Search code examples
amazon-redshiftaws-step-functions

Calling a redshift stored procedure through step function does not wait to finish and triggers next job


When I am calling redshift query through AWS step function it does not wait for this step to finish and triggers next job.

I tried checking wait for callback option but then redshift step keeps on running and the job does not complete. I need to manually kill it.


Solution

  • The .waitForCallback integration pattern will cause Step Functions to make the API call described in the task, then wait for you to call back to Step Functions using the SendTaskSuccess or SendTaskFailure API Actions, including a Task Token that you sent along with the API call. In the case of arn:aws:states:::aws-sdk:redshiftdata:executeStatement, I don't think there's a feasible way to make that work, so it's not a fit for your use case.

    For certain of our Optimized Service Integrations, we support the Run a Job (.sync) integration pattern, but we do not have such an integration for Redshift data.

    For these scenarios, where you have an API that implements an asynchronous interaction, the best solution is a polling loop like the one shown below. This will run the query, try to load the result, then wait 5 seconds if it's not ready and then try again.

    You can build this loop into each of your workflows. Or if this is something you think you will want to re-use in many workflows, you can create a specific state machine to encapsulate the action, then call it from any of your state machines using the Optimized Service Integration for Step Functions, which does support .sync.
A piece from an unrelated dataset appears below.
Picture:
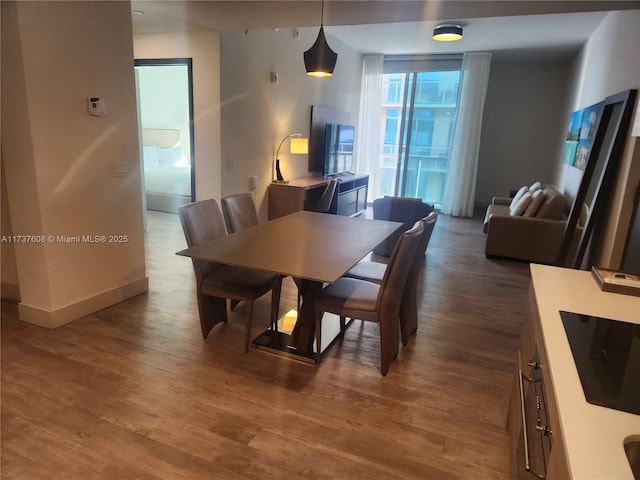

    enter image description here

    {
      "StartAt": "ExecuteStatement",
      "States": {
        "ExecuteStatement": {
          "Type": "Task",
          "Parameters": {
            "ClusterIdentifier": "example-cluster",
            "Database": "sample_data_dev",
            "Sql": "SELECT sum(qtysold) FROM tickit.sales, tickit.date WHERE sales.dateid = date.dateid AND caldate = '2008-01-05'"
          },
          "Resource": "arn:aws:states:::aws-sdk:redshiftdata:executeStatement",
          "Next": "GetStatementResult"
        },
        "GetStatementResult": {
          "Type": "Task",
          "Parameters": {
            "Id.$": "$.Id"
          },
          "Resource": "arn:aws:states:::aws-sdk:redshiftdata:getStatementResult",
          "Next": "Has the query finished?",
          "Catch": [
            {
              "ErrorEquals": [
                "RedshiftData.ResourceNotFoundException"
              ],
              "Next": "Wait to let the query complete",
              "ResultPath": "$.getStatementResultError"
            }
          ]
        },
        "Has the query finished?": {
          "Type": "Choice",
          "Choices": [
            {
              "And": [
                {
                  "Variable": "$.ColumnMetadata",
                  "IsPresent": true
                }
              ],
              "Next": "Success"
            }
          ],
          "Default": "Wait to let the query complete"
        },
        "Success": {
          "Type": "Succeed"
        },
        "Wait to let the query complete": {
          "Type": "Wait",
          "Seconds": 5,
          "Next": "GetStatementResult"
        }
      }
    }